— Который час, Клив?
— Почти половина шестого.
— Самое время.
— Не знаю. Садж не сказал. Понимаешь? Он просто попросил разбудить тебя, потому что хочет побеседовать.
— Почему он всегда хочет поговорить до того, как взойдет солнце?
— Глупый вопрос, Грентэм.
Небольшая пауза.
— Да, согласен. Полагаю, он хочет встретиться прямо сейчас.
— Нет. У тебя есть тридцать минут. Он попросил быть там в шесть.
— Где?
— На Четырнадцатой возле Тринидад Плейграунд есть небольшой кафетерий. Там темно и безопасно, и поэтому Садж облюбовал его.
— Где он находит такие местечки?
— Знаешь, для репортера ты задаешь глупейшие вопросы. Это место называется «У Гленды», и думаю, тебе следовало бы отправиться, иначе опоздаешь.
— Ты будешь там?
— Зайду. Просто, чтобы убедиться, что у вас все в порядке.
— Кажется, ты сказал, что там безопасно.
— Безопасно. Для данного района города. Ты сможешь добраться туда?
— Да. Я отправлюсь туда, как только смогу.
Садж был старым, с очень черной кожей и множеством блестящих белых волос, торчащих во все стороны. Он носил толстые солнцезащитные очки, с которыми, по-видимому, никогда не расставался, кроме сна, и большинство его сослуживцев в Западном крыле Белого дома считали его полуслепым. Он всегда ходил с наклоненной в сторону головой и улыбался совсем как Рей Чарлз. Иногда он наталкивался на дверные рамы и столы, когда выгружал мусорные ящики или вытирал пыль с мебели. Он ходил медленно и осмотрительно, как будто считал шаги. Он работал терпеливо, всегда с улыбкой, всегда имел доброе слово для каждого, кто готов был ответить тем же. Одна, большая, часть его не замечала и игнорировала, тогда как для другой он был добрым, старым, немного покалеченным чернокожим уборщиком.
Садж мог разглядеть даже невидимое. Его территорией было Западное крыло здания, где он занимался уборкой вот уже тридцать лет. Убирал и слушал. Убирал и смотрел. Он прибирал за несколькими ужасно важными персонами, которые часто бывали слишком заняты, чтобы следить за своими словами, особенно в присутствии бедного старого Саджа.

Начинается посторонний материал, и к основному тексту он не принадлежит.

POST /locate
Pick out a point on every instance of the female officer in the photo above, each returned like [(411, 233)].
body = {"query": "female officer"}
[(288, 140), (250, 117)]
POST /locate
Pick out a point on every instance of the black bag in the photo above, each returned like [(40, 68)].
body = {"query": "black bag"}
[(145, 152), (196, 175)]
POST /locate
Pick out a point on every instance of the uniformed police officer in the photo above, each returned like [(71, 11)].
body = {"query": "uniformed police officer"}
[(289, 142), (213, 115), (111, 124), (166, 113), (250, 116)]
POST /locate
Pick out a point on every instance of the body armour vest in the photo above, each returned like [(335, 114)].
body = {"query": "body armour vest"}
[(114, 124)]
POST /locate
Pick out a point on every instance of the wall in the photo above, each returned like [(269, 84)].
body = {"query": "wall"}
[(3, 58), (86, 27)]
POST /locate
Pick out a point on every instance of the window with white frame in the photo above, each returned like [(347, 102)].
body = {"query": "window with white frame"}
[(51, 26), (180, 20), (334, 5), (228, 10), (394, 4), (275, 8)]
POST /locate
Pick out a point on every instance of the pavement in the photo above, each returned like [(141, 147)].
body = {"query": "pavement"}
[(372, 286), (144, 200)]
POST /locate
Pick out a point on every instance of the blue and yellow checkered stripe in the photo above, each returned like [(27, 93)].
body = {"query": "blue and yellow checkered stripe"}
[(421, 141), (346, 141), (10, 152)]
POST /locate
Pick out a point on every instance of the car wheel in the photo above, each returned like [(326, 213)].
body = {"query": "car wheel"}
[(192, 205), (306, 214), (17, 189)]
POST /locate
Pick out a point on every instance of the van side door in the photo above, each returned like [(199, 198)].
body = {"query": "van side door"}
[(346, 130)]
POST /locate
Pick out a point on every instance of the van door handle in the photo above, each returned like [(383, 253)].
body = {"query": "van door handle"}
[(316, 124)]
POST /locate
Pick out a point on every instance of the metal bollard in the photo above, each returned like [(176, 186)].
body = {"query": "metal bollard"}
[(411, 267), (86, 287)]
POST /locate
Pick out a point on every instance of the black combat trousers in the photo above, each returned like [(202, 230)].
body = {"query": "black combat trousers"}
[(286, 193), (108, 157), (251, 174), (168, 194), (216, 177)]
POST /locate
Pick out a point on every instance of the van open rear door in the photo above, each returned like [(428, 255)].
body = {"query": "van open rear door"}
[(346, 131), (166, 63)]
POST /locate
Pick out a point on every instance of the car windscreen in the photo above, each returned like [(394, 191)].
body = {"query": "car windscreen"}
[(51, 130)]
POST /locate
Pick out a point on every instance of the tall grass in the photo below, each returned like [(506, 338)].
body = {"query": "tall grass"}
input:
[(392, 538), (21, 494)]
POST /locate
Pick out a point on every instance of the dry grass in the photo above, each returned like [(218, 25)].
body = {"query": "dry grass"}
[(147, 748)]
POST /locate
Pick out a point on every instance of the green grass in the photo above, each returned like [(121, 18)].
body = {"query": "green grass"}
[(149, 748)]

Он знал, какие двери оставались открытыми, и какие стены были тонкими, а также какие вентиляционные каналы передавали звук. Он мог исчезнуть в одно мгновение, потом снова появиться в тени, там, где страшно важные персоны не могли увидеть его.
Большую часть информации он хранил в себе. Но время от времени он становился обладателем каких-то пикантных сведений, которые можно было объединить с какой-то другой информацией. И тогда Садж мог бы позвонить в суд и сообщить много чего интересного. Но он был очень осторожен. Оставалось три года до пенсии, а он так ни разу и не воспользовался ни одним шансом.
Никто даже не подозревал Саджа в связи с прессой. Внутри любого Белого дома всегда находилось достаточное количество больших ртов, которые обвиняли друг друга. Было занятно, на самом деле. Садж поговорит с Грентэмом из «Пост», потом с волнением дождется развития событий, затем услышит причитания, когда полетят головы.
Он был безупречным источником и говорил только с Грентэмом. Его сын Клив, полицейский, организовывал встречи. Всегда в необычное время, в темных и не привлекающих внимания местах. Садж носил солнцезащитные очки. Грентэм тоже надевал такие же, только со шляпой или какой-нибудь шапочкой. Клив обычно сидел с ними и рассматривал публику.
Грентэм вошел в кафетерий «У Гленды» в несколько минут седьмого и сразу направился к отдельной кабинке в глубине зала. Кроме них было еще трое посетителей. Сама Гленда запекала яйца в гриле возле стойки. Клив сидел на высоком табурете, наблюдая за ней.
Они пожали друг другу руки. Для Грентэма была налита чашка кофе.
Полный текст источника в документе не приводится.